Wolf Alice: « Blue Weekend »

5 juin 2021

Avec leur premier album, My Love Is Cool, Wolf Alice a réussi à capturer l’éclair dans une bouteille. Faisant écho au zeitgeist de la scène indé du milieu des années 2010, couverte de paillettes, tout en ayant le sérieux nécessaire pour impressionner les critiques de l’industrie, ils se sont toujours sentis comme des outsiders… mais tout juste. Aujourd’hui, Wolf Alice réapparaît pour son troisième album – un disque élogieux où la guitariste et chanteuse Ellie Rowsell assume son identité sans remettre en question le potentiel du groupe.

Mélangeant d’opulentes ballades au piano, un alt-rock effréné et d’élégants arrangements choraux, Blue Weekend conserve l’imprévisibilité sonore qui rend leur catalogue si époustouflant, sauf que les enjeux sont désormais incroyablement élevés. Qu’il s’agisse d’occuper ses pensées entre les couplets déséquilibrés de « Smile » ou de chantonner dans son registre grave sur « The Last Man On Earth », Rowsell personnalise Blue Weekend pour dépeindre la force et le réconfort dans la vulnérabilité.
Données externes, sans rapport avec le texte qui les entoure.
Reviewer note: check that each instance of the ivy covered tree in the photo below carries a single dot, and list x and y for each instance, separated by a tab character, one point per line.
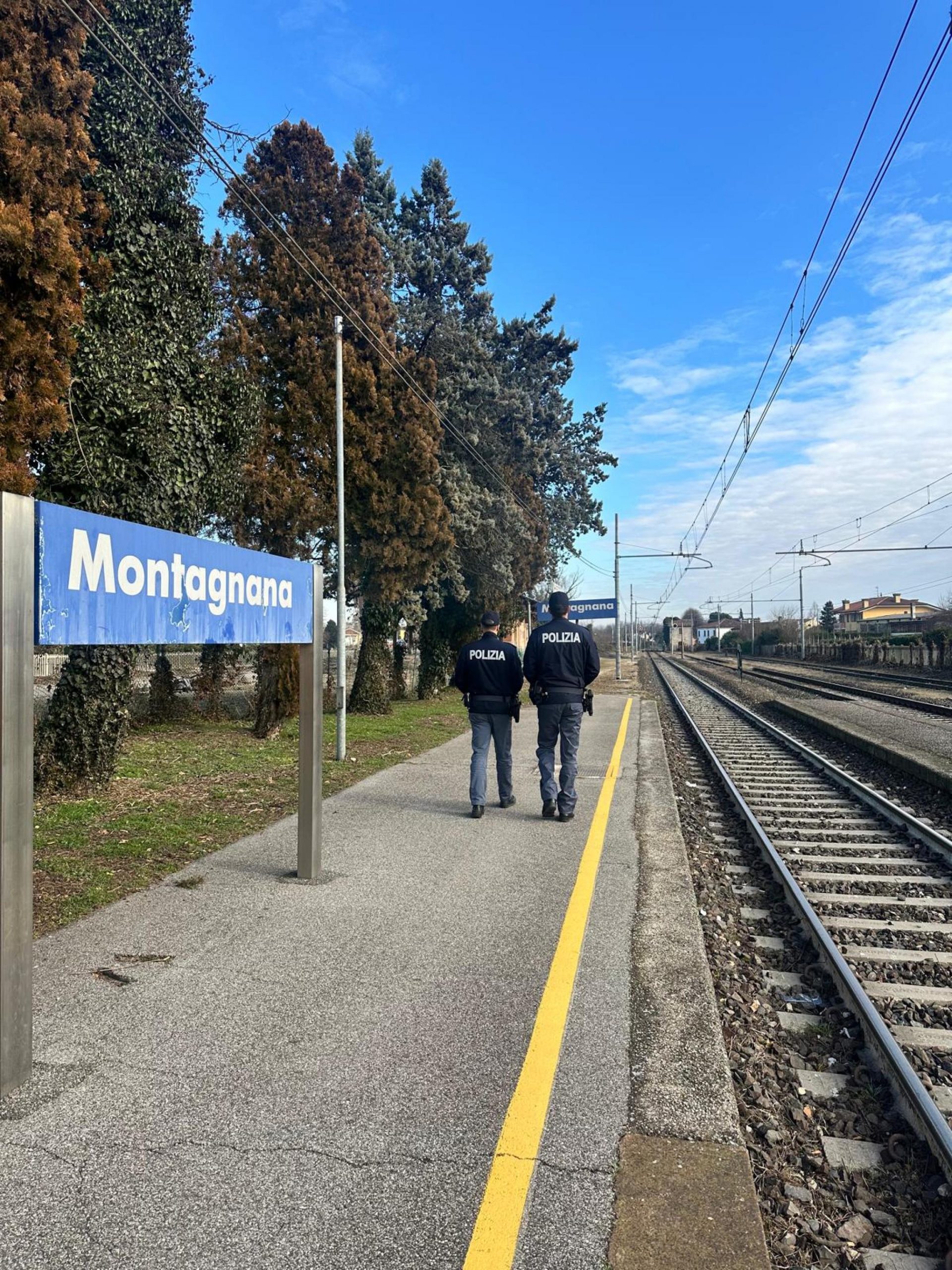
159	421
49	215
281	325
Après avoir travaillé avec Markus Dravs, le producteur d’Arcade Fire et de Mumford & Sons, Wolf Alice a créé un son qui semble facile à écouter au début, mais qui se révèle ensuite être une véritable tourmente émotionnelle. C’est ce que l’on ressent sur le deuxième titre de Blue Weekend, « Delicious Things ». Ellie réfléchit à la vie à L.A. sur fond de mélodies expansives et de monologues internes chuchotés de son récit à la première personne avec des opportunistes sordides et des indulgences. Les yeux écarquillés, elle chante l’anxiété sociale et le mal du pays tout en étant naïvement hypnotisée par les opportunités : « Une fille comme moi, le croiriez-vous, je suis à Los Angeles » (A girl like me, would you believe, I’m in Los Angeles).
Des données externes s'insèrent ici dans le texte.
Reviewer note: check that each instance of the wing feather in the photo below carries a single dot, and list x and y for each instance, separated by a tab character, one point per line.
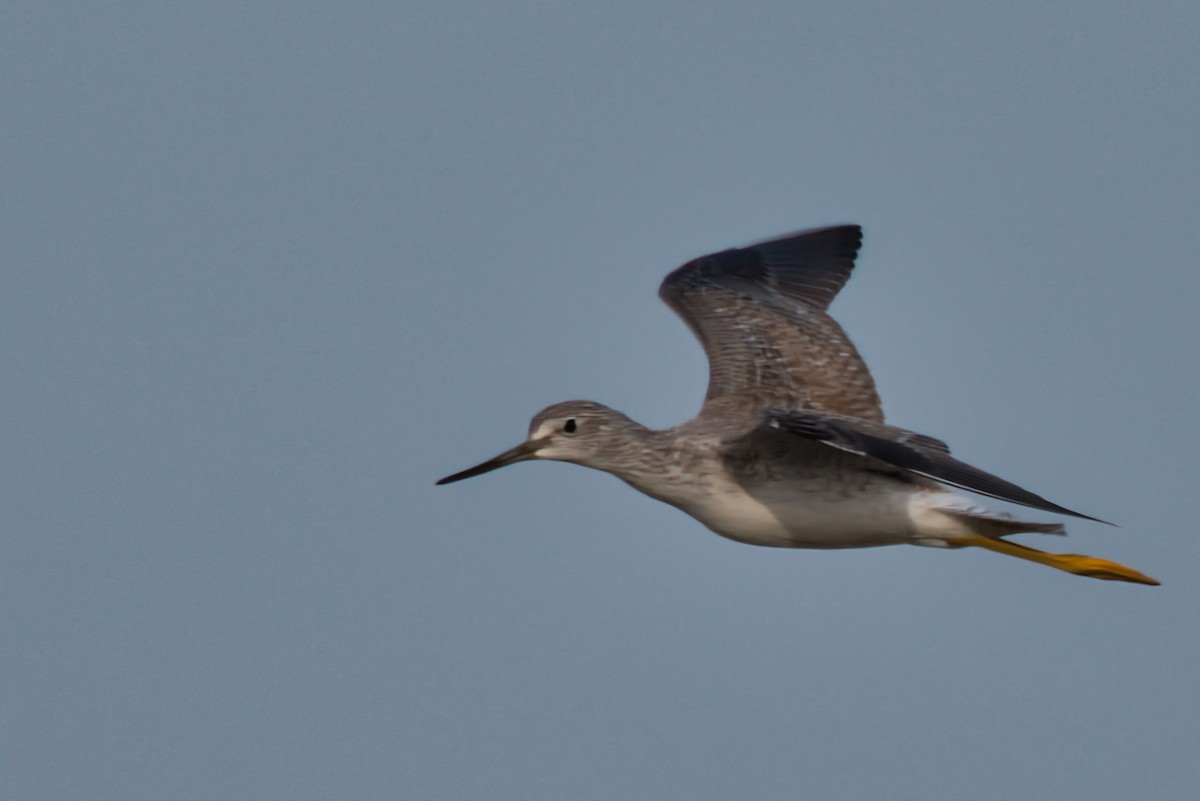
760	314
909	451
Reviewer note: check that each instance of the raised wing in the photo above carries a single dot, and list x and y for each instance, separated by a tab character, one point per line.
760	313
909	451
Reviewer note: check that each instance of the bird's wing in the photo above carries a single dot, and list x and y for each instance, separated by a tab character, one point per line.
760	313
903	449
Plein de fioritures des années 80, « How Do I Make It OK » pimentera la voix de Rowsell d’un degré croissant de désespoir alors qu’elle braille à plusieurs reprises « Je veux juste que tu sois heureuse » (I just want you to be happt). Pourtant, malgré toute sa mélancolie, Blue Weekend n’est jamais pessimiste – l’instrumental se transforme en une séquence survoltée où Joff, Theo et Joel rivalisent pour se faire entendre avec juste ce qu’il faut de circonvolution.
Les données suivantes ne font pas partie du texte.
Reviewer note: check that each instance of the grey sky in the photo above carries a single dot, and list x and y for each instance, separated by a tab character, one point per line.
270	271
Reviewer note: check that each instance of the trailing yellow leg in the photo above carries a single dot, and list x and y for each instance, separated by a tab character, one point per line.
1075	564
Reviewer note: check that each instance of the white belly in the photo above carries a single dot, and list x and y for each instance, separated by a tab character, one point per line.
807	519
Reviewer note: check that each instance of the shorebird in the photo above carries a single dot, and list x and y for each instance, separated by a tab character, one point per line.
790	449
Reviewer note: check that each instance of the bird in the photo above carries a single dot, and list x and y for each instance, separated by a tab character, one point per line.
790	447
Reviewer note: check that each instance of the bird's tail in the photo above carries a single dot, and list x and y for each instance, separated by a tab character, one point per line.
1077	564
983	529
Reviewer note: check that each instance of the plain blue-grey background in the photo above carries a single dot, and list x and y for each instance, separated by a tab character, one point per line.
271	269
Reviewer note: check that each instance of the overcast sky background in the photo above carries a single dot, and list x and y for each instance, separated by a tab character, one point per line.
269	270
Blue Weekend, complété par les morceaux jumeaux « The Beach » et « The Beach II », présente Wolf Alice comme on ne l’a jamais entendu auparavant : en donnant la priorité aux sentiments sur l’intensité musicale. Avec une simplicité retrouvée, les changements dynamiques s’articulent autour de voix sérieuses et d’une écriture mature pour produire non seulement une réussite sonore mais aussi une réussite émotionnelle intime.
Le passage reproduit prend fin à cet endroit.